Il semble qu’il y ait deux écoles. Selon l’école dominante (
Dictionnaire de l’Académie Française, ou
Etudes de philologie comparée sur l’argot de Francisque Michel 1856...) les deux mots auraient effectivement la même origine. Ils dériveraient du néerlandais « balg » qui signifie « sac » ou « sachet ». La « blague à tabac » serait apparue en premier pour désigner un « sac à tabac » (
Dictionnaire Cadet de Gassicourt, 1721). Puis au début du XIXe s, serait apparu, d’abord dans l’argot (
Dictionnaire du bas langage de Charles-Louis D'Hautel, 1808), puis en langue officielle (
Académie Française, 1842) le sens dérivé de « plaisanterie ».
Le lien entre ces deux significations est loin d’être évident. On allègue la notion de « gonflé, boursouflé » pour opérer le rapprochement - la blague à tabac semblant être "gonflée d'air" (CNRTL), de même que la « blague » (pour rire) serait un discours « creux » et « rempli de vent ». Cette explication (n'en déplaise à nos Immortels) me laisse un brin perplexe. Personnellement, quand ma blague est vide, elle est vide. Et quand elle est pleine, sacrebleu ! elle est pleine de tabac. Jamais je ne l’ai vue pleine d’autre chose, et encore moins de vent. Aussi la comparaison d’une « blague » (à tabac) avec une baudruche pleine de vent, pour expliquer la « blague » (pour rire), ne me convainc nullement.

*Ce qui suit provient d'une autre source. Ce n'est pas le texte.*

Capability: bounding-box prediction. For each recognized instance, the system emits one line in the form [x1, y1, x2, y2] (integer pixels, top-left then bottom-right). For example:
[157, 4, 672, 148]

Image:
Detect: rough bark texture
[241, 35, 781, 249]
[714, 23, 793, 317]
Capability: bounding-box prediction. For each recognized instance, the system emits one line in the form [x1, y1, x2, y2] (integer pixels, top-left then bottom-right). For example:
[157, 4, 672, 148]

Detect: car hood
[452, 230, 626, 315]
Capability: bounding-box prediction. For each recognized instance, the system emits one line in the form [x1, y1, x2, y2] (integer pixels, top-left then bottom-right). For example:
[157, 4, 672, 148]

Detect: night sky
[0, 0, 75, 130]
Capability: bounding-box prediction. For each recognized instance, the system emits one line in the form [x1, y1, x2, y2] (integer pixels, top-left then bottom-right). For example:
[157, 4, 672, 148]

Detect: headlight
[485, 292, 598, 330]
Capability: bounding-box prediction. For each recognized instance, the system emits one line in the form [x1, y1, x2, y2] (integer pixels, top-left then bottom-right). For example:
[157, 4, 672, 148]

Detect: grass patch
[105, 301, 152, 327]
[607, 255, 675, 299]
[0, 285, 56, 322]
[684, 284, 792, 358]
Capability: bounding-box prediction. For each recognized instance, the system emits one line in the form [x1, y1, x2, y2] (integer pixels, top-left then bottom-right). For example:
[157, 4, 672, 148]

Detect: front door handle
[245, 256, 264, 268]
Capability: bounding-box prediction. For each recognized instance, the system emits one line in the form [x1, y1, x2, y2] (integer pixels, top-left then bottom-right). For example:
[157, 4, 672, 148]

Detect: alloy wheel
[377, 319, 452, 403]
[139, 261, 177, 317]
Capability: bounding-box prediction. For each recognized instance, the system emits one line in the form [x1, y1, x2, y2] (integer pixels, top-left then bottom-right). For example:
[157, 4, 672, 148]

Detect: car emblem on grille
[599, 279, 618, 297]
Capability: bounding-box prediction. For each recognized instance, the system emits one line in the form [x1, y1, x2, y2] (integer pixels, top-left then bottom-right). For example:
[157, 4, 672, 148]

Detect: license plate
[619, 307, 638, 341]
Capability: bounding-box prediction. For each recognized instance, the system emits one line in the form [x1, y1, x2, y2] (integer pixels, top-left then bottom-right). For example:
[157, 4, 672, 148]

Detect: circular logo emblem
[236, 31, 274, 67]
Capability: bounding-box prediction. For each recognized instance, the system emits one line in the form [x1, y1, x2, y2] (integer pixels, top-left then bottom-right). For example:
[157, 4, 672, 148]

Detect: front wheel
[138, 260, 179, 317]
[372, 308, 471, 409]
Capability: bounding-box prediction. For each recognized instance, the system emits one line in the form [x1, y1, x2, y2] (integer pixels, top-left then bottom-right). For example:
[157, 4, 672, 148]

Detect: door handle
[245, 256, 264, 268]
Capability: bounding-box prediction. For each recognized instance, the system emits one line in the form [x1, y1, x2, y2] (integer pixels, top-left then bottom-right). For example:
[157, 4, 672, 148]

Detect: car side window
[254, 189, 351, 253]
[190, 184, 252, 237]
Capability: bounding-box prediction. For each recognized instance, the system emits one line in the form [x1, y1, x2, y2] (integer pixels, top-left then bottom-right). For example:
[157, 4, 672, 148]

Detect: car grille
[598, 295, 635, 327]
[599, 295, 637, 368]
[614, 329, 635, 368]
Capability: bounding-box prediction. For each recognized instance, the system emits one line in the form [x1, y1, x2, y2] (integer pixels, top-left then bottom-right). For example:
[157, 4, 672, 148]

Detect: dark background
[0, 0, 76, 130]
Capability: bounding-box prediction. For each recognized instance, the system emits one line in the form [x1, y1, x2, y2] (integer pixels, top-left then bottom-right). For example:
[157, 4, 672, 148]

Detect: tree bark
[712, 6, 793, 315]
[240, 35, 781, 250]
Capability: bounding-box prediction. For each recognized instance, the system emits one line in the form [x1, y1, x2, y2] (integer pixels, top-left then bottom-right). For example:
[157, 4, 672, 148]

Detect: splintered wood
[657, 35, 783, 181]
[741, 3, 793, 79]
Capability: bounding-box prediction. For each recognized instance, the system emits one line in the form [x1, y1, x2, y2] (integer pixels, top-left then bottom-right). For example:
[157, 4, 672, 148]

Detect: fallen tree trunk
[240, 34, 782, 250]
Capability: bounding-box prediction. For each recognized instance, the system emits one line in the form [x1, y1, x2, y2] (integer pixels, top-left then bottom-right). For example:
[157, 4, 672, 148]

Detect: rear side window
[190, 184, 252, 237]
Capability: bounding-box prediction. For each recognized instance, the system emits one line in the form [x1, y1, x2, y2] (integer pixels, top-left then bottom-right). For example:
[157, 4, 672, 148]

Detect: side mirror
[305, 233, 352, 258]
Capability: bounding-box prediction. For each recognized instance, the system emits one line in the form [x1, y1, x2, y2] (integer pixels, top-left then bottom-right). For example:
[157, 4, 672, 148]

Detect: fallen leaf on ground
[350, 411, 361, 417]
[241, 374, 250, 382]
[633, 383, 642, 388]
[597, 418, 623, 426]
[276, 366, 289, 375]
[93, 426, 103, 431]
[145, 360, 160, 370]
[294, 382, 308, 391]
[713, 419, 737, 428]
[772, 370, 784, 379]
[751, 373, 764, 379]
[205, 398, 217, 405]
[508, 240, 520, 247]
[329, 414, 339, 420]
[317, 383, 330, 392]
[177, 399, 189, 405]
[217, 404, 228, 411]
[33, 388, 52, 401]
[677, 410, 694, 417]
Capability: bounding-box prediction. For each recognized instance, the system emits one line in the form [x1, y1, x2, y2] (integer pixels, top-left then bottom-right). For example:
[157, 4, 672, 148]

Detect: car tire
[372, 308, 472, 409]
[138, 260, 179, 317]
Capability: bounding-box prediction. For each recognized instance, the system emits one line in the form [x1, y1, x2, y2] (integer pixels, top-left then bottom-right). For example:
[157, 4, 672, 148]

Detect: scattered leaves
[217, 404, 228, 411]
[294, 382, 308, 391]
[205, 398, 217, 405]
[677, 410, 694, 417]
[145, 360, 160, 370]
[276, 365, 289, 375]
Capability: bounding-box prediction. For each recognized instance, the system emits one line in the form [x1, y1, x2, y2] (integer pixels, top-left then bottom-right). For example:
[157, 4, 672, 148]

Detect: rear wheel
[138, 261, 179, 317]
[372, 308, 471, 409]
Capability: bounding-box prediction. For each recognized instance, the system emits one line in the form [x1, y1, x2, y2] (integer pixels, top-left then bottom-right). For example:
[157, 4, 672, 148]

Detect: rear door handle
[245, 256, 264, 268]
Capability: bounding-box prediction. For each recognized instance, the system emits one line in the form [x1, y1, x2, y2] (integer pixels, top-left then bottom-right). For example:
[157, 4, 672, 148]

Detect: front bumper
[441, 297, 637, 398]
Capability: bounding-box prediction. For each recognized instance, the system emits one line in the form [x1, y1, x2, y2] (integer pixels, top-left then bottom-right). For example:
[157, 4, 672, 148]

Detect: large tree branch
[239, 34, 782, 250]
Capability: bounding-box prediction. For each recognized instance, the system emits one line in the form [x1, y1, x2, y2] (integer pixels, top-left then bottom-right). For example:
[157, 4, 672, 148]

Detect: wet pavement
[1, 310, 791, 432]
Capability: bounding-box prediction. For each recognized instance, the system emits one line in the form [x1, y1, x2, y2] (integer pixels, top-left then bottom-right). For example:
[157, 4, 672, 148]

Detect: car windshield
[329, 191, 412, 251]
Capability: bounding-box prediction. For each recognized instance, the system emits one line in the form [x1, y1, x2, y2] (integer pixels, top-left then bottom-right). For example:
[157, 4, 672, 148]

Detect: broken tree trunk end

Je préfère grandement les tenants de la deuxième école, qui à l’instar de Charles Nisard, assignent à la « blague » (pour rire) une origine toute différente de celle de la « blague » (à tabac). Remontant au XVIe siècle, ils retrouvent le mot (bien attesté) de « bragueur » qui signifie : hâbleur, gausseur, vantard. Ainsi dans Rabelais : «
Yssant de son palays, il faisoyt emplir les gibbessieres de ses varlets, d’or et d’argent monnoyé, et, rencontrant par les rues quelques mignons braguars et mieulx en poinct (...) par gayeté de cueur leur donnoyt grandz coupz de poing en face. »
Le mot "bragueur" dériverait de « bragard ». Selon le philologue Jean Nicot (bien connu des fumeurs de pipe pour avoir introduit le tabac en Europe, tiens, comme le monde est petit!), ce mot signifierait :
elegans homo, homme élégant (
Thresor de la langue françoyse, 1606). Ce mot vient lui-même de « brague », qui signifie en vieux-français « pantalon » (voir en français braies, braguette, débraillé, etc..., et en provençal
cago-braïo). Le lien entre « brague » et « bragueur» s’explique aisément par le fait qu’en général, les hommes sûrs d’eux-mêmes portent fièrement leur pantalon. Ils en viennent ainsi à débiter moult racontars, saillies, rodomontades, calembredaines et autres fariboles, qu’on peut aisément regrouper sous le terme générique de « bragues ». Il suffisait ensuite de substituer une consonne liquide à une autre (le « r » en « l ») pour obtenir « blague ».
Ainsi ce serait pure coïncidence – ou convergence évolutive, pour parler comme les darwinistes – si
« blague » (à tabac) et « blague » (pour rire) s’écrivent et se prononcent
in fine de la même façon. L’un dérive de « sac » (en néerlandais) et l’autre de « brague » (en vieux français). Cela n’empêche évidemment pas le fumeur de pipe d’avoir de l’humour. L’usage de la « blague » (à tabac) reste toujours une excellente occasion de débiter quelque « blague » (pour rire) bien sentie. Ne serait-ce que pour rendre hommage à ce bon vieux Jean Nicot, grand linguiste et grand bouffardeux devant l’Eternel, qui eut le double mérite de nous révéler à la fois l’origine du mot « blague » (pour rire) et d'importer chez nous l’usage de la « blague » (à tabac). Loué soit son nom!